Recognizing that smallholders are less likely to take risks and thus skew towards subsistence, Shenggen Fan (director general of IFPRI), Joanna Brzeska (consultant researcher at IFPRI), Michiel Keyzer (director of the Centre for World Food Studies of the Vrije Universiteit (SOW-VU)), and Alex Halsema (researcher at the Centre for World Food Studies at SOW-VU), offer a set of policy recommendations in their Food Policy Report, From Subsistence to Profit: Transforming Smallholder Farms, to both help smallholder farmers with profit potential undertake more commercial activities as well as guide those who are grappling with the search for employment opportunities off the farm.
According to the authors, it’s important to shift the context in which we view smallholders. It’s not a matter of small versus large farms but rather understanding that the ideal farm size is “a dynamic concept that changes as a country’s overall economy grows and as nonagricultural sectors develop.” To illustrate this, the authors present a typology of various development strategies and interventions.
The authors also offer several policy recommendations to help potentially profitable smallholders meet emerging risks and challenges, including the need to loosen rental market regulations, strengthen smallholder links to input and output markets, and endorse land titling programs. Supporting social safety nets, such as vocational training and conditional and unconditional cash transfer programs, is also important to smallholder success.
Fickle weather patterns, and climate change in general, disproportionally impact smallholders, particularly due to their limited resource base to absorb such shocks. This makes access to tools such as flexible insurance crucial to managing such threats. The uncertainty wrought by volatile food prices is especially problematic for smallholders because “although some smallholder farmers with marketable surplus stand to profit from rising food prices, the volatility and uncertainty of prices make it difficult for them to take advantage of these opportunities.”
An integrated approach to agriculture, nutrition, and health is another key policy recommendation. As the authors write, “Development efforts over the past several decades have focused on providing an adequate supply of food through improved agricultural productivity, but they have failed to deliver adequate quantities of nutritionally balanced food, especially to poor people.”
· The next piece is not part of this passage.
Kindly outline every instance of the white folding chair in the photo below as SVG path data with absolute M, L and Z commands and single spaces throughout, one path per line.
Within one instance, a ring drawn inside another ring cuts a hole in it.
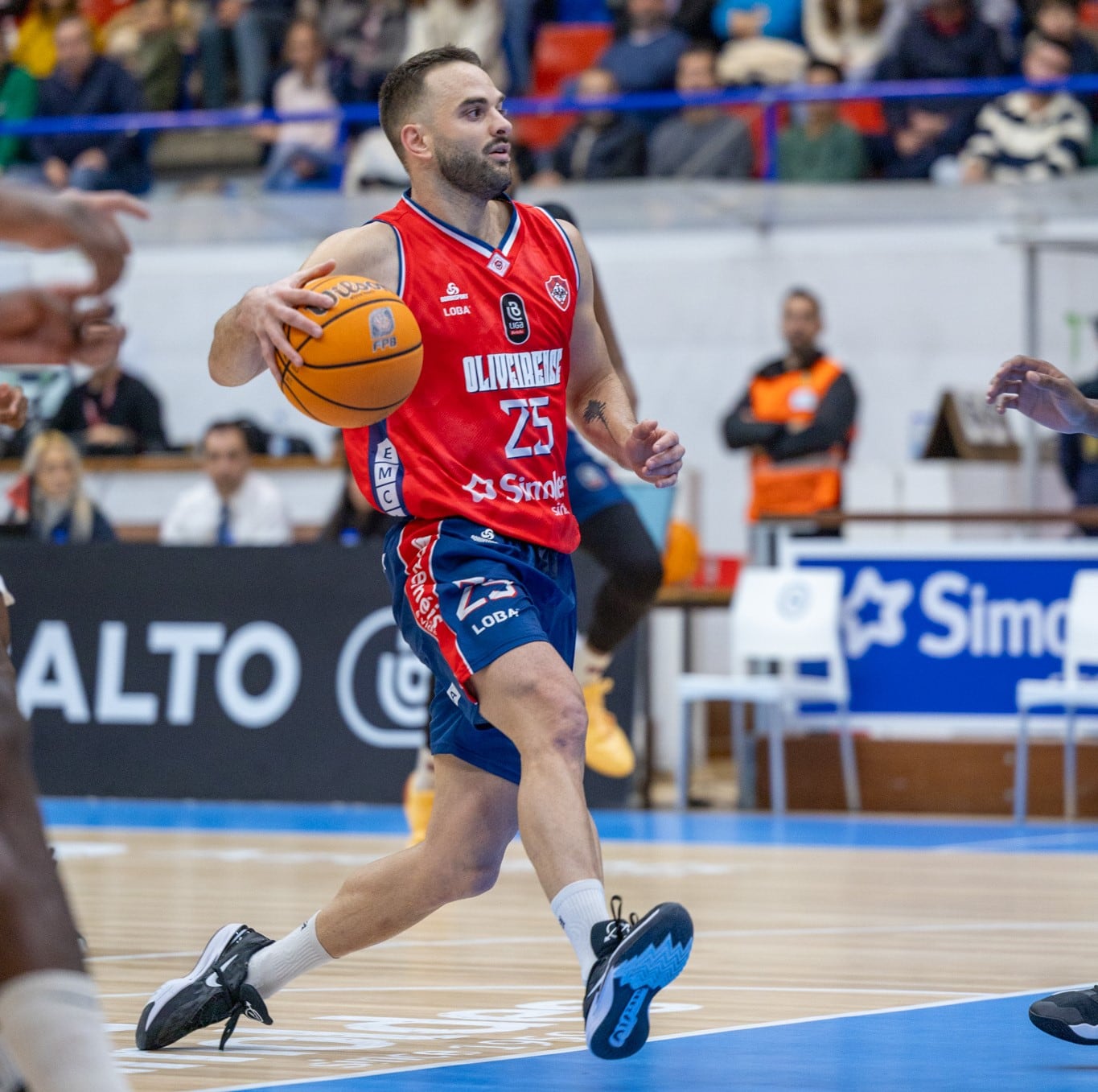
M 1029 791 L 1029 715 L 1042 706 L 1064 711 L 1064 815 L 1078 811 L 1076 785 L 1075 715 L 1080 709 L 1098 709 L 1098 678 L 1079 676 L 1083 664 L 1098 664 L 1098 569 L 1080 569 L 1072 580 L 1067 600 L 1064 666 L 1060 678 L 1019 679 L 1018 744 L 1015 748 L 1015 822 L 1026 820 Z
M 736 582 L 729 611 L 731 659 L 727 675 L 679 677 L 679 806 L 688 800 L 691 706 L 698 701 L 732 703 L 732 757 L 747 760 L 743 704 L 754 703 L 770 746 L 771 806 L 785 811 L 785 727 L 803 703 L 832 704 L 838 715 L 839 751 L 847 805 L 861 806 L 854 740 L 850 732 L 850 682 L 839 634 L 842 572 L 825 568 L 746 568 Z M 802 665 L 822 662 L 827 673 L 804 675 Z M 776 665 L 775 675 L 754 673 Z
The authors also emphasize the importance of mechanisms that improve smallholder access to market information and bargaining power, such as producer associations, group lending, and information and communication technologies (ICTs). And, they stress the need for smallholder-friendly forms of financing and investment, since limited access to finance and capital presents another major barrier for smallholders, leaving them particularly vulnerable to shocks.